如您所见,大多数与原始类相同.我刚刚添加了这个:

As you can see most is the same as the original class. i just added this :

                final Float dist = chunk.distanceFromEndOf(lastChunk)/3;
                for(int i = 0; i<Math.round(dist); i++) {
                    sb.append(' ');
                }

到 getResultantText 方法以用空格扩展间隙.但问题来了:

to the getResultantText Method to extend the gaps with spaces. But here is the problem:

距离似乎不准确或不准确.结果看起来像

the distance seems to be inaccurate or inexact. the result looks like

这个:

有谁知道如何计算距离的更好值或值?我认为这是因为原始字体类型是 ArialMT 并且我的编辑器在 courier 中,但是要使用此表,建议我可以将表格拆分到正确的位置以获取我的数据.由于值 usw 的浮动开始和结束,这很困难.

does anyone have an idea how to calculate a better or value for the distance? i think its because the original font type is ArialMT and my editor is in courier, but to work with this sheet its recommended that i can split the table on the correct place to get my data. thats difficult due the floating start and end of an value usw.

:-/

推荐答案

像这样插入空格的方法的问题

The problem with your approach inserting spaces like this

            final Float dist = chunk.distanceFromEndOf(lastChunk)/3;
            for(int i = 0; i<Math.round(dist); i++) {
                sb.append(' ');
            }

是它假设 StringBuffer 中的当前位置正好对应于 lastChunk 的末尾,假设字符宽度宽度为 3 个用户空间单位.不必如此,通常每添加一个字符都会破坏以前的这种对应关系.例如.使用比例字体时,这两行的宽度不同:

is that it assumes that the current position in the StringBuffer exactly corresponds to the end of lastChunk assuming a character width width of 3 user space units. This needs not be the case, generally each addition of characters destroys such a former correspondence. E.g. these two lines have way different widths when using a proportional font:

伊莉莉

MWMWMWM

虽然在 StringBuffer 中,它们占据相同的长度.

while in a StringBuffer they occupy the same length.

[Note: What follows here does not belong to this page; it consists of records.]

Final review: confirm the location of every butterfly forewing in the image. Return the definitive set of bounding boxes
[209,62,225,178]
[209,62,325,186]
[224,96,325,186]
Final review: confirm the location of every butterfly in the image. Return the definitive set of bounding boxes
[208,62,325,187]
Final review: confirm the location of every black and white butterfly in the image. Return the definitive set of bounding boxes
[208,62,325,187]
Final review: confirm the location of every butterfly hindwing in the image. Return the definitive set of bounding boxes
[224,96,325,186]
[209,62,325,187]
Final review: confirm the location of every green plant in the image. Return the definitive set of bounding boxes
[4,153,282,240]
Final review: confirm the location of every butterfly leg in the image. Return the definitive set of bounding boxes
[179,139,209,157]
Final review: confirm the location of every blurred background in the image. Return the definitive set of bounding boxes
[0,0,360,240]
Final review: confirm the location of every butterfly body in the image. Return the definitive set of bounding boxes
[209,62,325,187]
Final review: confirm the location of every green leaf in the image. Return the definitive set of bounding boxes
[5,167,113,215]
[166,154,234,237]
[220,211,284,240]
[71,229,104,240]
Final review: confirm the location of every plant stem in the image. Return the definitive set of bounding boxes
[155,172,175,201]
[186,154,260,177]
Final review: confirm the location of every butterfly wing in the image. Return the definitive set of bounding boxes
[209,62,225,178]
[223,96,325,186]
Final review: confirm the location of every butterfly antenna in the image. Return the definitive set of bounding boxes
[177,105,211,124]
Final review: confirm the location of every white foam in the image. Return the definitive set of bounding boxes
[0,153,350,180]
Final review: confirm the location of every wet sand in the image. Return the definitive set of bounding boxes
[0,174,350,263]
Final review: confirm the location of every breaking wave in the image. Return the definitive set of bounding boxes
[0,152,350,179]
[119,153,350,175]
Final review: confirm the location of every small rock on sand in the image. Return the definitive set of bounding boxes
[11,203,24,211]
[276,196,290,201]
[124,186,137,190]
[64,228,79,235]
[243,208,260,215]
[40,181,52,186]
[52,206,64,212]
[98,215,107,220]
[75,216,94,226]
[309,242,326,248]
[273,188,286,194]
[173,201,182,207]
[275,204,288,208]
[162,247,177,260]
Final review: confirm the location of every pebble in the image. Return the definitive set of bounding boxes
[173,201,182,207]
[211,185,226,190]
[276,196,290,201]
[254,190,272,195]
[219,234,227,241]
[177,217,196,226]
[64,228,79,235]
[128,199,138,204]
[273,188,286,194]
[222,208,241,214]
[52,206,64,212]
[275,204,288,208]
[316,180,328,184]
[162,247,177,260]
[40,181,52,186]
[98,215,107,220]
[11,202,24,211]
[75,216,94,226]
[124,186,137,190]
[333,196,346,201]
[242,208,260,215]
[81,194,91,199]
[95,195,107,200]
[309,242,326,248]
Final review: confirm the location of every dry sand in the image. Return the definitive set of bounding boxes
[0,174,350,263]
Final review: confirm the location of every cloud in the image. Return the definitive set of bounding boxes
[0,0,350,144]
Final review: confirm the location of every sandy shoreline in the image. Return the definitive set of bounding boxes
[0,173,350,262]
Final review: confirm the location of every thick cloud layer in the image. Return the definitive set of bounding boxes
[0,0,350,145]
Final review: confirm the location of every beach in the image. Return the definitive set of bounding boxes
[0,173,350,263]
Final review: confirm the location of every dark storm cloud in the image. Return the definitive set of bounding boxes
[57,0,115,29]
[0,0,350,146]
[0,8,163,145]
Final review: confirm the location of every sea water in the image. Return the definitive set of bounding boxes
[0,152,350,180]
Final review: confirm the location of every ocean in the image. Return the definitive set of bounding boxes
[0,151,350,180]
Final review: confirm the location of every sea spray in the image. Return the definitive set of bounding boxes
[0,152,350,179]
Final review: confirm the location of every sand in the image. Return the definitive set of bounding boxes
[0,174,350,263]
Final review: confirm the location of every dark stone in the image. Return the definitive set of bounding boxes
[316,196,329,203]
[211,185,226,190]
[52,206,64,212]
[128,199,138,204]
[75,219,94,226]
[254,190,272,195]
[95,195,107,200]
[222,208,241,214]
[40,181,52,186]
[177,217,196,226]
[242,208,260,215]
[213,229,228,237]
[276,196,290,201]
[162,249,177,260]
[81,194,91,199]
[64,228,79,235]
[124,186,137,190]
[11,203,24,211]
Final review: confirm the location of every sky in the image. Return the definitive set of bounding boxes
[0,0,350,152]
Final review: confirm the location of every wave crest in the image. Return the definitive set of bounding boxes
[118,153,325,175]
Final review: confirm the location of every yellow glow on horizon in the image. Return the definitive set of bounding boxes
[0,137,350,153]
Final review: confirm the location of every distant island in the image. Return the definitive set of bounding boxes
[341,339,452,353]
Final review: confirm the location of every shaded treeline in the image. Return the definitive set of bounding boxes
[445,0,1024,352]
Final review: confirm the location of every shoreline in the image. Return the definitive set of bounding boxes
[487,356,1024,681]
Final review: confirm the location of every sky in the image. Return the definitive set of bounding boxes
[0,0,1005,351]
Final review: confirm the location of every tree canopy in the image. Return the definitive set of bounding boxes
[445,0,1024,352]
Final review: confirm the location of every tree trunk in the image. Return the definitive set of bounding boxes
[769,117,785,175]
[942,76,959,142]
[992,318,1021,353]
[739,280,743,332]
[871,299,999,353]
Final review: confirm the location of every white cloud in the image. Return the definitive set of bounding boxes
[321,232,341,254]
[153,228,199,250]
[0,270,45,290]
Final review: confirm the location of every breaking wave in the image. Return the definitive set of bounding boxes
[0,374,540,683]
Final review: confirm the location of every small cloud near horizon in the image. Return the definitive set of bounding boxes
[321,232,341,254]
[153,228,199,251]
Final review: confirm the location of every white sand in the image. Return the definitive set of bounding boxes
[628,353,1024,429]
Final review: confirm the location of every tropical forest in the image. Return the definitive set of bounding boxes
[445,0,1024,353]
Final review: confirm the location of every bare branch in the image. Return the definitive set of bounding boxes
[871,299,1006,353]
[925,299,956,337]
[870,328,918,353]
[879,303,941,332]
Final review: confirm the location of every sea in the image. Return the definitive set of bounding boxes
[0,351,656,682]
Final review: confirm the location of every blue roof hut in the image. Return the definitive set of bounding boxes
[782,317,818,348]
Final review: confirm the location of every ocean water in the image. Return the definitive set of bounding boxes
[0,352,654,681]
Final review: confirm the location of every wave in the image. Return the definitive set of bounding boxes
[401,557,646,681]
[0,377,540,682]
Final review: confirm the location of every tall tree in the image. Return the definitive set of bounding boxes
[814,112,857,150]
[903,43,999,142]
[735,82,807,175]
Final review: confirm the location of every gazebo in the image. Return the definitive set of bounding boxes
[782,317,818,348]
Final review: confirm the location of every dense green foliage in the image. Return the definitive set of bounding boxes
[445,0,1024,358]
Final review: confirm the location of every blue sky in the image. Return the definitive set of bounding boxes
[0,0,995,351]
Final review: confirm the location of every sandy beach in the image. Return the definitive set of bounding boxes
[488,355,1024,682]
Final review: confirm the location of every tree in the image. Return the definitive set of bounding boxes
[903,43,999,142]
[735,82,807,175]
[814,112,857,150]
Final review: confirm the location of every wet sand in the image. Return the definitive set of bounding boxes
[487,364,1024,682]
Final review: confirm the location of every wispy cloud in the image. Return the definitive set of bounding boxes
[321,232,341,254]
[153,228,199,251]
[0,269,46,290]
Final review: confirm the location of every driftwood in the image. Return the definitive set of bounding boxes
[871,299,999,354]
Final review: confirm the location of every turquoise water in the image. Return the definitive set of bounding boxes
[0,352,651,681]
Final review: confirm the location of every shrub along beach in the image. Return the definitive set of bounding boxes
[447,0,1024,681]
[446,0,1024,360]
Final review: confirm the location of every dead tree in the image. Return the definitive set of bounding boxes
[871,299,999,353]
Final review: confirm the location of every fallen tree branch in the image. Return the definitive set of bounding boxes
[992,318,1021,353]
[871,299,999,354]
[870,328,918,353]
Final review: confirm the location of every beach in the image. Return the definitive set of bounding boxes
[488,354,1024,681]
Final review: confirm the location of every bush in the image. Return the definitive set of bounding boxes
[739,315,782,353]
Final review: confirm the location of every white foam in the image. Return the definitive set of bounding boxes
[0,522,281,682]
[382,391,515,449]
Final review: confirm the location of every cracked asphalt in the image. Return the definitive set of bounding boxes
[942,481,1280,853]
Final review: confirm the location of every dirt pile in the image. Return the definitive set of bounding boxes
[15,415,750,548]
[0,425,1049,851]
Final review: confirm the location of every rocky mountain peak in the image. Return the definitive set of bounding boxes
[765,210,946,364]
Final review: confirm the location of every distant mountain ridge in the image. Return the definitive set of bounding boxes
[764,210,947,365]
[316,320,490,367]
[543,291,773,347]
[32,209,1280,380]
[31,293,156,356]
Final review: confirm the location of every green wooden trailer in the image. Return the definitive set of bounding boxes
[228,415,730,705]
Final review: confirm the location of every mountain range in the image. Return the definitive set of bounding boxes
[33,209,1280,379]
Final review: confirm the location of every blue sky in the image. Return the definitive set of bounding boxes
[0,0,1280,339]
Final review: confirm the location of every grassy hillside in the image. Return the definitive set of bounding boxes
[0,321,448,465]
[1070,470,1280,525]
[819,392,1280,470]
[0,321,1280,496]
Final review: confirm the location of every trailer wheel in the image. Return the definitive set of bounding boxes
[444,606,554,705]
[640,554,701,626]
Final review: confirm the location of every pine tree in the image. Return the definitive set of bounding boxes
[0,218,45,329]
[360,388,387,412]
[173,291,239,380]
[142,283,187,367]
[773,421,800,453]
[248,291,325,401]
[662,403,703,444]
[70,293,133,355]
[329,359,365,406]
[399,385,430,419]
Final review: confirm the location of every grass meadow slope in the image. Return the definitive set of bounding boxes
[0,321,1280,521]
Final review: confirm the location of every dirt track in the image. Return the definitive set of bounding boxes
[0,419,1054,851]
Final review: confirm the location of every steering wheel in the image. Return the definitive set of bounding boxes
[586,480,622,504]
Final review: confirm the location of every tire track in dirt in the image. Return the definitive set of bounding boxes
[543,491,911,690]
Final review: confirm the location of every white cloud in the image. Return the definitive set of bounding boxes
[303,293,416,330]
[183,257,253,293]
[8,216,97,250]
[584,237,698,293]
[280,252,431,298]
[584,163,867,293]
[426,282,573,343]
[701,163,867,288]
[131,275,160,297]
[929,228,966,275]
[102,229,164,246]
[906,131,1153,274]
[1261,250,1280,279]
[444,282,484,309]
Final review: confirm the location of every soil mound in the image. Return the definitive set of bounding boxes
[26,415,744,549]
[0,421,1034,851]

因此,您必须查看chunk 开始的位置相对于左页面边框,并相应地向缓冲区添加空格.

Thus, you have to look where chunk starts in relation to the left page border and add spaces to the buffer accordingly.

此外,您的代码完全忽略了行首的可用空间.

Furthermore your code completely ignores free space at the start of lines.

如果将原始方法 getResultantText(TextChunkFilter 替换为以下代码),结果应该会有所改善:

Your results should improve if you replace the original method getResultantText(TextChunkFilter by this code instead:

public String getResultantText(TextChunkFilter chunkFilter){
    if (DUMP_STATE) dumpState();
    
    List<TextChunk> filteredTextChunks = filterTextChunks(locationalResult, chunkFilter);
    Collections.sort(filteredTextChunks);

    int startOfLinePosition = 0;
    StringBuffer sb = new StringBuffer();
    TextChunk lastChunk = null;
    for (TextChunk chunk : filteredTextChunks) {

        if (lastChunk == null){
            insertSpaces(sb, startOfLinePosition, chunk.distParallelStart, false);
            sb.append(chunk.text);
        } else {
            if (chunk.sameLine(lastChunk))
            {
                if (isChunkAtWordBoundary(chunk, lastChunk))
                {
                    insertSpaces(sb, startOfLinePosition, chunk.distParallelStart, !startsWithSpace(chunk.text) && !endsWithSpace(lastChunk.text));
                }
                
                sb.append(chunk.text);
            } else {
                sb.append('
');
                startOfLinePosition = sb.length();
                insertSpaces(sb, startOfLinePosition, chunk.distParallelStart, false);
                sb.append(chunk.text);
            }
        }
        lastChunk = chunk;
    }

    return sb.toString();       
}

void insertSpaces(StringBuffer sb, int startOfLinePosition, float chunkStart, boolean spaceRequired)
{
    int indexNow = sb.length() - startOfLinePosition;
    int indexToBe = (int)((chunkStart - pageLeft) / fixedCharWidth);
    int spacesToInsert = indexToBe - indexNow;
    if (spacesToInsert < 1 && spaceRequired)
        spacesToInsert = 1;
    for (; spacesToInsert > 0; spacesToInsert--)
    {
        sb.append(' ');
    }
}

public float pageLeft = 0;
public float fixedCharWidth = 6;

pageLeft 是左页边框的坐标.策略不知道,因此必须明确告知;但在许多情况下,0 是正确的值.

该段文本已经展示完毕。